The divergence happened 8 years ago when the W3C decided to move from 

> 5) When you say "XForms also fails to provide for graceful 
> degradation in current UAs, like WF2 does"
> I believe you have missed a whole segment of this ongoing thread, 
> esp. the main #1 highlighted axis mentioned in the IBM position 
> statement.  We like the ease-of-authoring features, and we sure wish 
> the proponents of WF2 would have just joined the XForms WG and 
> contributed because if you had, then not only would XForms 1.1 be a 
> recommendation already, but it would even have the features that you 
> want in it.

But one of the major features we want is true compatibility with HTML
without using some pseudo-XML nonsense, but which you seem to be against
by saying the X(HT)ML is only way forward; yet still (strangly)
advocating the ability to have XHTML+XForms "work" when treated as HTML?!

> It is just too easy to say <input name="X" type="integer"/> is an 
> ease-of-use syntax that implies the creation of an XForms input 
> control bound to a node with local name X and a binding between X and 
> the type xsd:integer.

Possibly.  Are you suggesting that the XForms content could be bound to 
the input element in XBL sense (i.e. using shadow content trees, etc.) 
or that the input element in the DOM gets replaced with the equivalent 
XForms content?  If it's something completely different, please explain.

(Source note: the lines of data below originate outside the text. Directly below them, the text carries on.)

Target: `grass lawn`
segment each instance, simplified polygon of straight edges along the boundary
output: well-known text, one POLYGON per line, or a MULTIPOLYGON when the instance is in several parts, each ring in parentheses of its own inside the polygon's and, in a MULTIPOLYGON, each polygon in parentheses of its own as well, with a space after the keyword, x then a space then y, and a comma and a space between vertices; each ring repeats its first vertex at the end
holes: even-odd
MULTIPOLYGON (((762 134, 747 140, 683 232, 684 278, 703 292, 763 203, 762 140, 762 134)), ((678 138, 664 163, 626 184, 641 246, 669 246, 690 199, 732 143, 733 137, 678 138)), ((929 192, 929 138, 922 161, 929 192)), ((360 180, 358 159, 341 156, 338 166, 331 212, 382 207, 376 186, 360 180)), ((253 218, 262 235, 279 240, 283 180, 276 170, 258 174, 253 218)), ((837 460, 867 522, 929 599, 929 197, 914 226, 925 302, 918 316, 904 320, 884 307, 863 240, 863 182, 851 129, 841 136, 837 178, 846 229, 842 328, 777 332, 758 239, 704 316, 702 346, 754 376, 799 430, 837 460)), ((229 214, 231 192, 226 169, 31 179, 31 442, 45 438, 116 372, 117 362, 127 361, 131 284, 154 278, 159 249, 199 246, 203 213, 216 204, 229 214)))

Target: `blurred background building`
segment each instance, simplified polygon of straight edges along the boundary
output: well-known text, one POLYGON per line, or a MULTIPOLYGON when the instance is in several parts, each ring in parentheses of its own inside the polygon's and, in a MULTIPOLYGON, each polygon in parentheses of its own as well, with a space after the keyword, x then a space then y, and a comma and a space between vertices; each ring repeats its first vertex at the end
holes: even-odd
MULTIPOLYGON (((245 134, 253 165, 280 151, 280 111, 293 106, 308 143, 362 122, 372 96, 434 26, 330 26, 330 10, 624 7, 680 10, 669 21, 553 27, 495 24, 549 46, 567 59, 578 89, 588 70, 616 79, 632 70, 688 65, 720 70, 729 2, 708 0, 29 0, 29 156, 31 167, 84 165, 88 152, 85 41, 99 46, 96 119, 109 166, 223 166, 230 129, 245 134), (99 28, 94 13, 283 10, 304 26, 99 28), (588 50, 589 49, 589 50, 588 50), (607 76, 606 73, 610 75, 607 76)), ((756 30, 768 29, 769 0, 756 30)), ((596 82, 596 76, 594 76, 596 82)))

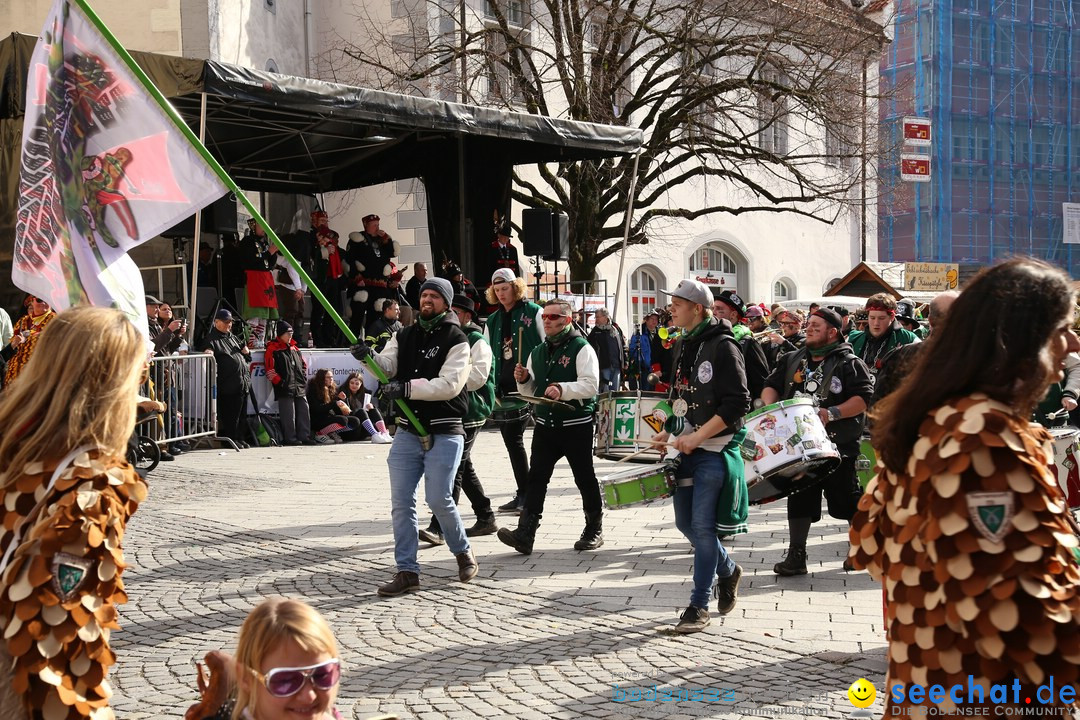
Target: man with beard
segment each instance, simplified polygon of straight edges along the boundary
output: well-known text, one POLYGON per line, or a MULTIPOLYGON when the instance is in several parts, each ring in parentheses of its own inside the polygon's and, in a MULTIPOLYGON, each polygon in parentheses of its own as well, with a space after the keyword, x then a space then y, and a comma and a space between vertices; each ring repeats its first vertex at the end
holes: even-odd
POLYGON ((427 275, 427 263, 413 263, 413 276, 409 278, 409 282, 405 283, 405 300, 409 303, 409 307, 420 307, 420 286, 427 280, 427 275))
POLYGON ((390 338, 401 331, 401 322, 398 320, 401 306, 397 300, 381 300, 379 310, 382 314, 368 326, 367 335, 364 337, 364 341, 373 347, 375 352, 382 352, 390 338))
POLYGON ((888 293, 878 293, 866 299, 867 329, 856 330, 848 336, 852 351, 870 368, 876 381, 878 372, 889 353, 902 345, 919 342, 910 330, 900 327, 896 320, 896 300, 888 293))
POLYGON ((365 215, 363 231, 349 233, 346 251, 352 285, 349 327, 358 337, 364 334, 364 328, 374 319, 376 308, 382 306, 382 301, 397 298, 401 285, 402 273, 394 265, 401 246, 379 227, 379 222, 378 215, 365 215))
POLYGON ((491 287, 485 298, 496 307, 488 315, 484 333, 494 355, 495 364, 495 416, 499 419, 499 431, 510 456, 517 489, 514 498, 500 505, 499 512, 519 513, 525 502, 525 483, 529 478, 529 456, 525 453, 525 424, 529 419, 529 406, 523 400, 511 397, 517 393, 514 381, 514 365, 518 358, 527 358, 543 338, 540 335, 543 309, 525 299, 525 281, 515 277, 509 268, 500 268, 491 276, 491 287))
MULTIPOLYGON (((743 415, 750 408, 742 350, 731 324, 712 316, 712 293, 704 283, 682 280, 670 294, 671 315, 682 329, 675 345, 675 371, 668 395, 672 416, 660 443, 672 438, 679 455, 675 476, 692 483, 675 490, 675 527, 694 546, 694 589, 675 632, 701 632, 709 624, 709 597, 717 611, 735 609, 742 568, 720 535, 746 532, 746 476, 739 452, 746 437, 743 415)), ((659 447, 659 446, 658 446, 659 447)))
MULTIPOLYGON (((760 308, 758 308, 760 310, 760 308)), ((727 320, 731 323, 731 332, 735 341, 739 343, 743 354, 743 367, 746 370, 746 388, 750 391, 750 397, 761 396, 761 390, 765 387, 765 378, 769 376, 769 362, 765 359, 765 351, 761 343, 753 336, 749 327, 742 324, 746 314, 746 305, 738 293, 733 290, 725 290, 712 303, 713 317, 727 320)))
POLYGON ((545 340, 529 353, 524 366, 514 366, 514 380, 523 395, 542 395, 557 403, 535 408, 532 467, 521 520, 515 530, 499 528, 499 540, 524 555, 532 553, 551 473, 564 457, 585 510, 585 529, 574 549, 595 550, 604 544, 604 505, 592 458, 600 370, 596 353, 570 322, 572 317, 573 308, 565 300, 544 303, 545 340))
POLYGON ((765 405, 793 397, 815 398, 818 417, 836 443, 841 458, 840 465, 820 483, 788 496, 791 539, 786 558, 773 566, 777 575, 807 573, 806 539, 810 526, 821 519, 823 492, 829 514, 849 522, 862 496, 855 460, 874 385, 866 365, 843 342, 842 326, 843 320, 834 310, 818 308, 807 322, 805 347, 781 356, 761 392, 765 405))
POLYGON ((645 316, 641 328, 630 337, 629 383, 631 390, 648 392, 653 389, 649 382, 652 372, 652 344, 656 337, 656 326, 660 324, 660 311, 652 310, 645 316))
POLYGON ((607 308, 596 311, 596 324, 589 333, 589 345, 600 362, 600 392, 618 392, 622 388, 623 355, 626 348, 622 331, 611 322, 607 308))
POLYGON ((392 378, 382 393, 406 398, 430 435, 421 439, 416 428, 401 418, 386 464, 390 470, 390 517, 394 527, 394 579, 378 589, 393 597, 420 589, 416 495, 424 478, 424 498, 439 519, 443 537, 458 564, 458 579, 476 576, 476 557, 454 503, 454 476, 465 446, 464 418, 469 409, 465 384, 469 378, 469 340, 461 331, 450 283, 432 278, 420 288, 420 318, 373 354, 367 343, 353 345, 353 357, 371 357, 392 378))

> So, since we agree with you on this point, maybe you would be 
> interested in joining XForms and contributing this feature to the 
> language.

I'm more than happy to contribute whenever I can.

> This way, you get the syntax we all want, and it gets unified under a 
> conceptual model that the author can then graceful scale upward as 
> his data modelling needs increase.

If the spec can be developed in such a way as to provide a transitional 
path like that, that would be great!

> Keeping in mind that I am stressing adamantly that the most prevalent 
> of UAs to which you referred can absolutely, positively and without a 
> doubt handle it when you send it text/html content that happens to be 
> well-formed XML.

Keeping in mind that the most prevalent of UAs to which I referred will 
absolutely, positively and without a doubt attempt to handle *whatever 
garbage you throw at it!*  That doesn't make it right to do so.